$15 minimum wage cleared by L.A. city council

Officials have given final approval to an ordinance that makes Los Angeles the largest city in the U.S. to gradually raise the minimum wage to $15 an hour.
Workers react as the Los Angeles City Council approved a $15 minimum wage by a 13-1 margin in June. On Wednesday, the hike passed a final vote. ( Damian Dovarganes/Associated Press)

Officials have given final approval to an ordinance that makes Los Angeles the largest city in the U.S. to gradually raise the minimum wage to $15 an hour.

The City Council voted 12-1 in favour of the increase Wednesday and forwarded it to Mayor Eric Garcetti. His office says he plans to sign it Saturday.

The wage hike received lopsided majority votes from the council last week and in May despite complaints from the business community.

The ordinance boosts the wage to $10.50 in July 2016, followed by annual increases to $12, $13.25, $14.25 and $15. Small businesses and certain nonprofits get an extra year to phase in the increases.
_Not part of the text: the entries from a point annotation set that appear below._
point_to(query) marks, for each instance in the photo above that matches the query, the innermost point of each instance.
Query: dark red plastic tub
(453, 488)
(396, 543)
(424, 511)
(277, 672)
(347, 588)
Seattle and San Francisco also have passed laws that gradually raise the hourly minimum wage to $15.

Large cities are becoming of aware of a conundrum. They need many service sector workers, who usually make minimum wage, to wait tables, pour coffee and sell clothing within their borders, yet housing is so expensive that most minimum wage workers can no longer afford to live close to where they work.